I believe you will never be unfamiliar with zh_CN, whether it is in PHP or on our web pages, you will see it. In fact, this is to specify what country or region our display code is and what language to use. For this kind of regional language markup, PHP also has a lot of fun content. Today, the Locale class we want to learn is to manipulate the content of the regional language. It cannot be instantiated, and all the functions and methods are static.

Get and set the current regional language information

The first is that we can dynamically obtain and set the corresponding regional language information.

// # echo $LANG;
// en_US.UTF-8

// php.ini
// intl.default_locale => no value => no value

echo Locale::getDefault(), PHP_EOL; // en_US_POSIX
ini_set('intl.default_locale', 'zh_CN');
echo Locale::getDefault(), PHP_EOL; // zh_CN
Locale::setDefault('fr');
echo Locale::getDefault(), PHP_EOL; // fr

By default, the content of the intl.default_locale configuration in the php.ini file is obtained using the getDefault() method. If there is no configuration in php.ini, the content in the $LANG value of the operating system will be taken, which is the en_US_POSIX output in our example above. POSIX represents the configuration from the operating system.

Use ini_set() to directly modify the configuration of ini or use the setDefault() method to dynamically modify the current regional language settings.

Rules about language tags

Before continuing to learn the following content, let's first learn about the specification of language tagging. For most people, they may have only come into contact with tags such as en_US and zh_CN, but in fact their complete definition is very long, but when we use this abbreviation, a lot of content will be provided in the default form. The complete marking rules are:

language-extlang-script-region-variant-extension-privateuse
语言文字种类-扩展语言文字种类-书写格式-国家和地区-变体-扩展-私有

In other words, our zh_CN can be written like this:

zh-cmn-Hans-CN-Latn-pinyin

Represents: zh language type, Hans writing format is simplified Chinese, cmn mandarin, CN country and region, Latn variant Latin alphabet, pinyin variant pinyin.
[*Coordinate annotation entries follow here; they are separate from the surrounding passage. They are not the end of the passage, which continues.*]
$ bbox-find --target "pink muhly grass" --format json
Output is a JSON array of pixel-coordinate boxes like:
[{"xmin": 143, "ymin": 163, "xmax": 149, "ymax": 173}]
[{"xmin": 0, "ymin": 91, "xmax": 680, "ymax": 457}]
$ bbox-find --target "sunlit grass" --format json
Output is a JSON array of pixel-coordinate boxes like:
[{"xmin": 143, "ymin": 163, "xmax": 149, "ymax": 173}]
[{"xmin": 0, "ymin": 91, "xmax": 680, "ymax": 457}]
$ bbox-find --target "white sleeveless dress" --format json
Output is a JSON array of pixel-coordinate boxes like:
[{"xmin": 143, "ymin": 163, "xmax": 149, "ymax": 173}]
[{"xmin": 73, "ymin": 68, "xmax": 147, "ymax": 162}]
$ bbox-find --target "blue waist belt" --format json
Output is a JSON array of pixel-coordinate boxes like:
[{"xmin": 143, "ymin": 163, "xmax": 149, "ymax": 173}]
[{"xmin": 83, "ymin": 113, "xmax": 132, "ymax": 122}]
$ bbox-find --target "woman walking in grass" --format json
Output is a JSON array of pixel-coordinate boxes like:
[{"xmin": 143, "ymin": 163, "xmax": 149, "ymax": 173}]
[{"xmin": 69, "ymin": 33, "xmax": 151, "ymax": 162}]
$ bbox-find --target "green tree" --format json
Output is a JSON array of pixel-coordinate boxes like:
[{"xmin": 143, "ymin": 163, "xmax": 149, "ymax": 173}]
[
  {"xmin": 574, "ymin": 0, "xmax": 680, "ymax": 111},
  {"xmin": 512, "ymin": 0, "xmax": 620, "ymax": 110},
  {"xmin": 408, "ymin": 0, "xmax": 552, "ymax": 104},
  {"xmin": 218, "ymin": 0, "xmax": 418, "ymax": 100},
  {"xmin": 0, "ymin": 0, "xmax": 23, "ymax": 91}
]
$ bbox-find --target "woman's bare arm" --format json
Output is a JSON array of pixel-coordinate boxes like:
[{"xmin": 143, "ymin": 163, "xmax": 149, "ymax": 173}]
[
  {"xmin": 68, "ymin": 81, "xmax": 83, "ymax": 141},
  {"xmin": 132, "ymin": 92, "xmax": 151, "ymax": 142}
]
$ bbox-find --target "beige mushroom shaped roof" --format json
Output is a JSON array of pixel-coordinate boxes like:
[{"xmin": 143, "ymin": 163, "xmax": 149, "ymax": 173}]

Does it feel that something so simple suddenly becomes taller? In addition, the zh- prefix is no longer recommended. zh- is no longer the language code, but macrolang, which is the macro language. We directly use cmn, yue (Cantonese), wuu (Wu Chinese), hsn (Xiang Chinese, Hunan dialect) This kind of language can be used as a language. Therefore, the paragraph above can also be written like this:

cmn-Hans-CN-Latn-pinyin

In the last article, when we talked about NumberFormatter, we said that we can directly get the output of Chinese number format. Now we want the result of traditional Chinese? It's very simple, just add the Hant logo and write the format in Traditional Chinese.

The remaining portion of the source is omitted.